3. Blanking on School
Your child may be attending classes, but are they present? Simply asking your child “What did you learn in class today?” can be revealing. If your child can’t tell you what they learned in class, it’s likely they’re struggling with learning online. Perhaps their mental or emotional health is impeding their ability to concentrate, or their confidence in math class is faltering. Whatever the case may be, there is a bug somewhere in the learning process. Aside from not being able to articulate parts of their school day, your child may “blank on school” in the sense that they forget their test and quiz dates, class materials, or assignment deadlines. Of course, some concessions must be made, as online learning and working from home is challenging for every last one of us, but habitual school-centered slip-ups could be a sign your child is having a tough time learning online.
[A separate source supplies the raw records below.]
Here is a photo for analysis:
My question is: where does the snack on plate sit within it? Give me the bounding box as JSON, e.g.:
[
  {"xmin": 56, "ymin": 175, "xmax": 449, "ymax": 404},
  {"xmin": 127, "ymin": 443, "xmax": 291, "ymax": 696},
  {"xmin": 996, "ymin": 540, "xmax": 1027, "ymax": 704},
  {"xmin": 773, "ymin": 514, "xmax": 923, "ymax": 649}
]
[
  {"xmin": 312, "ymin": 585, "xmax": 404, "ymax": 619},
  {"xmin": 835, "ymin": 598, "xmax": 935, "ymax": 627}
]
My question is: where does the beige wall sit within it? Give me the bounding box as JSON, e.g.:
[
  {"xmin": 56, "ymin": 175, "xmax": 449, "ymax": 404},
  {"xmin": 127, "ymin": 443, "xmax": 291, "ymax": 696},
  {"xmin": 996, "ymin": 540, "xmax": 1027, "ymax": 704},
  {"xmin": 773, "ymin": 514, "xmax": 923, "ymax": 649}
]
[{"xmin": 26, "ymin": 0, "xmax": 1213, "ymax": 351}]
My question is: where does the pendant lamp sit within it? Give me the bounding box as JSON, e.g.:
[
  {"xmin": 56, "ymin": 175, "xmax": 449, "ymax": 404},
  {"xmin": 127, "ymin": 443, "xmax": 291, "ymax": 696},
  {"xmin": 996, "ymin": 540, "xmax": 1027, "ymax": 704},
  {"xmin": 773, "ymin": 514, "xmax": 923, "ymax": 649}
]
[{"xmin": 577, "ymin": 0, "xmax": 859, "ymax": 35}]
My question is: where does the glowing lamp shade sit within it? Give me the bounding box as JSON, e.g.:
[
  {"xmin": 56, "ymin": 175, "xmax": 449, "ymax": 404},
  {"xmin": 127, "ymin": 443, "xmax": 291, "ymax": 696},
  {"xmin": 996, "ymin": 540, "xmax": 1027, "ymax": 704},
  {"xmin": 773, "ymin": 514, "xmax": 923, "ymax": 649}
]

Once you know your child is struggling to find a stride in their online learning, you can help figure it out with them! In the long run, additional academic support like private or group tutoring is always a huge help to students in need. If you plan to enroll your child in tutoring, look for learning centers that recognize the importance of students’ personal development alongside their academic success. Tip-Top Brain offers private and group tutoring services with dedicated instructors who can help your child learn their class-content and foster their confidence. Whether or not you opt for tutoring, there may be a few quick-fixes that would make their online learning easier, like a school supply or two or a regularly scheduled break.
Everybody is having a tough time to some extent, so recognizing that your child is overwhelmed and struggling in their online learning can be difficult. Moreover, we’ve become somewhat accustomed to the discomfort and stressors of our COVID-induced problems, but it’s very possible many children haven’t. So long as we keep checking in and helping our kids be their best selves the best we can, we can only keep doing better!